Church incense wafts across the stalls and up into the circle as masked and hooded figures wearing crosses and carrying candlesticks pad their way on to the stage. Jamie Lloyd's new production at the Old Vic ramps up the sinister, foetid atmosphere of John Webster's corrupt and Catholic Italy right from the start. Lloyd cleverly shifts the order of the first scene so that the revenge-driven Bosola, returning from a spell served in the galleys for murder, has the opening line, spoken to the Cardinal: 'I do haunt you still.'
Soutra Gilmour's set, a towering three-story construction which is part palace, part cathedral and part an extension of the Old Vic's atmospheric auditorium, stays mostly in the shadows but is illuminated by sudden flashes of light, conjuring up the chiaroscuro effects of early 17th century Italian paintings. However, this isn't a production that relies on Caravaggio-style visual effects alone; the text is always admirably spoken with great clarity and understanding. One or two secondary scenes have been cut but Lloyd knows how to emphasise the key moments and dramatic turningpoints in this very dark and atmospheric play.

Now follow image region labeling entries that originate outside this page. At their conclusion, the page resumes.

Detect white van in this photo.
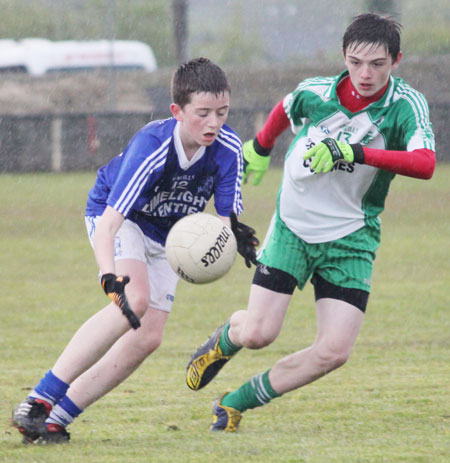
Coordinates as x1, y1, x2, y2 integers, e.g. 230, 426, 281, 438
0, 38, 157, 76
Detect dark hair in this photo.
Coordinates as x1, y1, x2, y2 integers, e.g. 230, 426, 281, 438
342, 13, 402, 62
171, 58, 231, 108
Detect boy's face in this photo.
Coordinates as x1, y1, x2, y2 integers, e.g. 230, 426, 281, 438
344, 43, 402, 97
170, 92, 230, 150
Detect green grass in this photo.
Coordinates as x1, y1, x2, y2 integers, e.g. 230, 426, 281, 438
0, 165, 450, 463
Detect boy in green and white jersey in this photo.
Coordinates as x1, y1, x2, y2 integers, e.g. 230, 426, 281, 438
186, 14, 435, 431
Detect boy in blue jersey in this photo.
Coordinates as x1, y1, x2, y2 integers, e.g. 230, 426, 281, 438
13, 58, 258, 443
186, 14, 435, 432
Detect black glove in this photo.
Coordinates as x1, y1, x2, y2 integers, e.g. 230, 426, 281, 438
101, 273, 130, 296
230, 212, 259, 268
101, 273, 141, 330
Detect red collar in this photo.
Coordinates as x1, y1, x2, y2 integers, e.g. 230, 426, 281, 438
337, 76, 389, 113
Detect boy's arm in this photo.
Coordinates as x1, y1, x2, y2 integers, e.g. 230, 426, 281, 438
242, 100, 290, 185
363, 148, 436, 180
303, 138, 436, 180
93, 206, 125, 275
93, 206, 141, 330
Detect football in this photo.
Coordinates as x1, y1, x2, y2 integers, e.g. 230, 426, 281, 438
166, 212, 237, 284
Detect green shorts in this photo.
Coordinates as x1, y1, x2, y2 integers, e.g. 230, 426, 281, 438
258, 211, 380, 292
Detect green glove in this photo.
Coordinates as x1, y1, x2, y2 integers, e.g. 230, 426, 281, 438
242, 138, 271, 185
303, 138, 364, 174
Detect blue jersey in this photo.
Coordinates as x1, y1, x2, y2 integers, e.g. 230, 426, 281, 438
86, 118, 243, 245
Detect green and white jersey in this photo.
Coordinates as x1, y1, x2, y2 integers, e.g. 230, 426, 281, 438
278, 71, 434, 243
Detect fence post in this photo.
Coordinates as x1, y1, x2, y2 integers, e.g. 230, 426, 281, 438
51, 117, 62, 172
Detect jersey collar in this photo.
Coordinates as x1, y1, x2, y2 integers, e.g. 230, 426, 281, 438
327, 70, 395, 108
173, 121, 206, 170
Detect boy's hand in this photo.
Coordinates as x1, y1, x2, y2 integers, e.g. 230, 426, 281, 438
242, 138, 271, 185
101, 273, 141, 330
303, 138, 364, 174
230, 212, 259, 268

The chief pleasure for me is seeing Eve Best back on the stage where she last played opposite Kevin Spacey in O'Neill's A Moon For The Misbegotten. When she first appears on stage in Act One she moves slowly, formally, her face hidden, as if at a funeral procession. But this widowed Duchess is wearing white, not black, and in a flash she has ripped away her veil to reveal a woman who is, in her own words, made of flesh and blood, not alabaster. Best plays her as a merry, sexy, unconventional widow who has no time for the instructions of her brothers Ferdinand and the Cardinal that she should not marry again. There are echoes of her sparkling performance at Shakespeare's Globe last year as Beatrice in Much Ado About Nothing. Best is an actress of charismatic power, as she proved playing Hedda Gabler a few years back at the Almeida. Unfortunately, Webster has her bumped off with a whole act to go, and when she's no longer on stage the electricity goes down several notches. Imagine the last half hour of Jerusalem without Mark Rylance. If I was running the country, I would declare Eve Best a National Treasure (like Rylance) and slap an export ban on her.
Webster's play is at its strongest in the first half, with some excellent quasi-Shakespearean scenes of deceit and doubletalk, in which the characters move between text and subtext. The Duchess falls prey to the machinations of Bosola, played with great conviction by Mark Bonnar with a rasping Scottish accent that cuts across the stage like a hacksaw. A villain with pangs of conscience, Bosola is a far more interesting character than the Duchess's two evil brothers and her secret husband. The paranoia and secrecy of Webster's world emerges very clearly in this production; what is missing is the sense of rank and status and the social gulf between the Duchess and the handsome young steward she marries. It's unfortunate that the second half of the play, particularly the last act, dispenses with character and tips over into unrestrained grand guignol with corpses littering the stage. It's a challenge for any director to handle this spree of killing but Lloyd rises to the challenge; I prefer this work to his current production of She Stoops To Conquer at the National, where the comic style is at times uneven.